I had to squat down to get this photo, and I still couldn't get the entire falls and its creek-like-self in the same photo.
Here's the part that's closest to the sidewalk.
The sound was wonderful!
I like this close-up of water pouring over one of the rocks.
Across the road, the water continues to rush.
Half a mile from Wahkeena Falls, we stopped at Multnomah Falls.
Mama took her glasses off to keep them dry--the sprinkling rain continued to fall.
More beautiful scenery followed, as we drove towards I-84 and the Bonneville Dam, our next planned stop.
What an astounding road to travel this must have been for folks in Model Ts!
Once we got back onto I-84, we passed a follow car. The decals in the back window, lower left corner, provided a good clue as to what the oversize load was, just ahead on a flatbed truck.
I think it's part of a wind turbine base, no doubt.
Once we got to the Bonneville Lock and Dam, we stopped for a few photos. Aren't these trees gorgeous?
Here's the powerhouse, on the Oregon side of the dam and the river.
I-84 is elevated, with the beautiful trees behind it and the low clouds overhead. Come to think of it, I don't know the height of those mountains, so I don't really know if it's correct to call those low clouds or if they're mists of fog, or what. Pretty neat looking, though.
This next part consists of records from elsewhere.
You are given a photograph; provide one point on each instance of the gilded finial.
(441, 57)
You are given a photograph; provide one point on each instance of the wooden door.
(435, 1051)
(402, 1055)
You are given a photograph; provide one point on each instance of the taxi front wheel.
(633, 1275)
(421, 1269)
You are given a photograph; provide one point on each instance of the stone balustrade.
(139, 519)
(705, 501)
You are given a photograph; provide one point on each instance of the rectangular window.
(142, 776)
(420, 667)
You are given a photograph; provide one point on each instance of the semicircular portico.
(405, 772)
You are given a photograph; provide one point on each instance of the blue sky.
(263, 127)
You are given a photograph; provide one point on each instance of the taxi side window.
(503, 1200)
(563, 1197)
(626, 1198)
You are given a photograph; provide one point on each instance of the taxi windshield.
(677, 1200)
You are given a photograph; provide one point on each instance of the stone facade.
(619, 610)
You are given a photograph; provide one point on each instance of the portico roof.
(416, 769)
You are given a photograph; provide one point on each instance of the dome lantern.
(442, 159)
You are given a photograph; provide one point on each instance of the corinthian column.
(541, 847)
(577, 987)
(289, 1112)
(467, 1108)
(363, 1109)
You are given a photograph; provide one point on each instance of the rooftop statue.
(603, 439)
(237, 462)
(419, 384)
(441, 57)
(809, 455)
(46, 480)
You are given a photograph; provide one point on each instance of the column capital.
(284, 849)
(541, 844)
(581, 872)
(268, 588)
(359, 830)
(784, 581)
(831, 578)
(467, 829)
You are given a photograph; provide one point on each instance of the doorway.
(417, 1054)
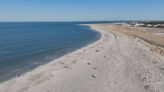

Here's the spillway, on the northern side of the river, the Washington side.
When I got out of the car to take the previous few photos, I saw an odd-shaped structure and a narrow rose garden. Naturally, I had to go for a closer look. Here's the odd-shaped structure.
And here's some posted info about it.
Only two rose bushes still had pretty blooms on them, first the creamy white Garden Party and then the soft yellow Summer Sunshine.
We continued east on I-84, towards Hood River, Oregon, where we planned to go south on 35, eventually connecting to 26 so that we could go west, back towards Portland and home. I like this shot of a short tunnel we encountered.
Another pretty vista.
And another one.
The last time I saw this row of trees on Highway 35 was last October, when Mama, Marsha and I made the Hood River Fruit Loop Tour. I was driving then and couldn't get a photo.
We three women were awestruck at the brilliant red tree on the east side of the highway. I took this photo out Lamont's driver-side window, and I'm pleased with how it came out.
Wish I knew what sort of orchard this is.
I don't know what's made so many evergreens turn this yellow. But I doubt that it's good.
Here you have two photos of a Runaway Truck Ramp, quite a scary sight!
Here's another one of the VW buses that we saw on Monday. We're on Highway 26 now, not too far from home. Lamont got us there safe and sound, in plenty of time to rest up for "Dancing With the Stars." Love that paso doble team dance!